問題は、これらの技術の中で、店舗などのお金を受け取る側とユーザー側の双方のニーズが合致しないと幅広く普及はできないということだ。非接触型ICカードの技術は確かに日本で一部定着しつつあるのだが、外国人観光客などには対応できない。

QRコード決済は、その点、店舗がQRコードを掲示しておけば、それぞれ異なるスマホの異なるアプリからでもアクセスして支払いができる。馬鹿高い読み取り装置などを店舗に設置する必要がない。

中国などで、屋台でもQRコード決済が普及した背景には、こうした初期投資ほぼゼロに近いメリットがあるからだ。

補助金出してキャッシュレス化推進は「余計なお世話」?

一方、いま経産省が進めようとしているのは、QRコード決済の規格統一だ。経産省はこの6月に大手銀行や楽天、NTTドコモが加わった「キャッシュレス推進協議会」を立ち上げた。

経産省は、これまでの電子マネーがブランドの乱立で、各社が勝手に独自のシステムを構築したことが、その普及の足を引っ張ったとみているようで、QRコードの規格を統一することでその普及に弾みをつけたいと考えているらしい。「JAPAN連合」といった統一のロゴマークを作って普及を図る。規格統一の開発には補助金や優遇税制まで準備しているようだ。

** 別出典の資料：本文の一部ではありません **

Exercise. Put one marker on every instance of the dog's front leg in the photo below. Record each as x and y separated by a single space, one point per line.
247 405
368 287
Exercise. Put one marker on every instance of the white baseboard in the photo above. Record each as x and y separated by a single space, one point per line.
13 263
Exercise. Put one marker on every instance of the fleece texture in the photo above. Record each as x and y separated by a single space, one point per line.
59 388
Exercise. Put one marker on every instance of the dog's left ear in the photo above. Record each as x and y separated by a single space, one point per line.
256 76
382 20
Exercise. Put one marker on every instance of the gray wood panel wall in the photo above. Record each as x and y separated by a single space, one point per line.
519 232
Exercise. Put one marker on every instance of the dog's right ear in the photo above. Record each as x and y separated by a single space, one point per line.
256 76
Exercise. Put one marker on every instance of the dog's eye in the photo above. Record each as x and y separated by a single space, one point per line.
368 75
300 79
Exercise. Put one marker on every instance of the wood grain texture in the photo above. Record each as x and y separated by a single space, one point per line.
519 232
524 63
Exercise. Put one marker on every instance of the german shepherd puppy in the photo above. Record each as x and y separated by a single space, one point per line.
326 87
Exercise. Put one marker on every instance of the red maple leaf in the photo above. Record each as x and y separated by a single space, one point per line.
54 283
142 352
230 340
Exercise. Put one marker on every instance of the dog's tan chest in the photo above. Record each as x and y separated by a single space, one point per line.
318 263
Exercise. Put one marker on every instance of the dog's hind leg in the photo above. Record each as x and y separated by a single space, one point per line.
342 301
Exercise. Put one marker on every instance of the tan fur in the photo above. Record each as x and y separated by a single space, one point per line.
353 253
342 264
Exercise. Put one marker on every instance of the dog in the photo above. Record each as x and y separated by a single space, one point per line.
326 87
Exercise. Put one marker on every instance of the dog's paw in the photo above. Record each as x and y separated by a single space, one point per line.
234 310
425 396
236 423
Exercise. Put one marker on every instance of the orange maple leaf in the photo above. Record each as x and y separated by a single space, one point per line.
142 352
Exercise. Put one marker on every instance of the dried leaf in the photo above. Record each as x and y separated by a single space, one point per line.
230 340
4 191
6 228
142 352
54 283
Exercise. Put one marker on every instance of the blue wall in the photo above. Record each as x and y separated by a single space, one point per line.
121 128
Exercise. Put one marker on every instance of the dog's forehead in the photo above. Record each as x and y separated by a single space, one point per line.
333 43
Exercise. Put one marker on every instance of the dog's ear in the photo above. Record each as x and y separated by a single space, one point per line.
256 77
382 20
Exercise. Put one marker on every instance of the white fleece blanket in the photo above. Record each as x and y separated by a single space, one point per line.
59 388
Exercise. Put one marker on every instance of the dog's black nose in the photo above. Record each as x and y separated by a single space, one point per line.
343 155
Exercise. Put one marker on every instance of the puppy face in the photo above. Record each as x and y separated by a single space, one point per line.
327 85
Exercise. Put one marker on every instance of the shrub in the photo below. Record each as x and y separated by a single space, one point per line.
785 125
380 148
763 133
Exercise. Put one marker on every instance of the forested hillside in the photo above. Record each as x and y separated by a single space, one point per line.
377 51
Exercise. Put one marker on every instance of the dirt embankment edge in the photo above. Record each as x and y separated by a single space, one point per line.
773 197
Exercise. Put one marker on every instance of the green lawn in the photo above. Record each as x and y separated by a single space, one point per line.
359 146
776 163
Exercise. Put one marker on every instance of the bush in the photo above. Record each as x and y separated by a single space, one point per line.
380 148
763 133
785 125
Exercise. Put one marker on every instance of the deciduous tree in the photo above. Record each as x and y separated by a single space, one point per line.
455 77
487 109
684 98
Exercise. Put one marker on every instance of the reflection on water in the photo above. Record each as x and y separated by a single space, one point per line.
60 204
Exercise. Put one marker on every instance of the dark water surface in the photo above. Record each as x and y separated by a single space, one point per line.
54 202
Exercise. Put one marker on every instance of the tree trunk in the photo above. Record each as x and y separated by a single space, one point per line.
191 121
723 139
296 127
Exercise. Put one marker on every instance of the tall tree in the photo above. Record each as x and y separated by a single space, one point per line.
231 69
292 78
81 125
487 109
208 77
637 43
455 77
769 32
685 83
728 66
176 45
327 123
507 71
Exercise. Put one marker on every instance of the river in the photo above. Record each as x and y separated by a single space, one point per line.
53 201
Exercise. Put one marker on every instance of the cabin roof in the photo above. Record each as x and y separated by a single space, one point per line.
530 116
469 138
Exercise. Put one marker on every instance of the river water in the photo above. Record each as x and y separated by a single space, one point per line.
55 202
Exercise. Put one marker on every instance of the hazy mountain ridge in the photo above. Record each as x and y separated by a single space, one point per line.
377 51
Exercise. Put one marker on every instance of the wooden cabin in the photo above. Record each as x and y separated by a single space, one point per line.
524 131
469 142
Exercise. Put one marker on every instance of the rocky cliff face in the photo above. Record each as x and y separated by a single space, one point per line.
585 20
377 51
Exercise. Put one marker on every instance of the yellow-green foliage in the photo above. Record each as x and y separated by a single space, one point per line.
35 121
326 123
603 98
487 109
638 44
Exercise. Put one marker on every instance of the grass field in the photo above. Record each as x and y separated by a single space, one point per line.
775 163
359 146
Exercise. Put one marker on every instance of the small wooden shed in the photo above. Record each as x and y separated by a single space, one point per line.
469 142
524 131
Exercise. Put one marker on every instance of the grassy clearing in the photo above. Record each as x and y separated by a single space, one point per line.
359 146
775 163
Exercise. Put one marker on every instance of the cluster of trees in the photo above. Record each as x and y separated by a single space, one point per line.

問題は、このキャッシュレス推進協議会にすべての開発業者が参加しているわけではないということだ。そもそも現時点でQRコード決済を最も活用しているのは、おそらく中国人観光客で、それなら中国のアリババ集団が開発した電子決済「アリペイ」に規格統一してしまうのが、もっとも低いコストで日本のキャッシュレス化を推進できることになる。

世界的な技術革新の波に遅れないように、各社が市場参入しなければならない事情もわかる。とはいえ、これまで日本企業は何もかも自前でやりすぎて失敗して来た歴史もある。大手企業とはいえ技術革新に乗り遅れれば、そのツケを払うのは当然だ。

要するに、なぜ経産省が補助金まで出して規格統一に乗り出すのかが疑問だ。推進協議会の役員や参加企業を見てもわかるように、開発が遅れている大手企業に対して規格統一することで共通のスタート地点に立たせようという思惑も見え隠れする。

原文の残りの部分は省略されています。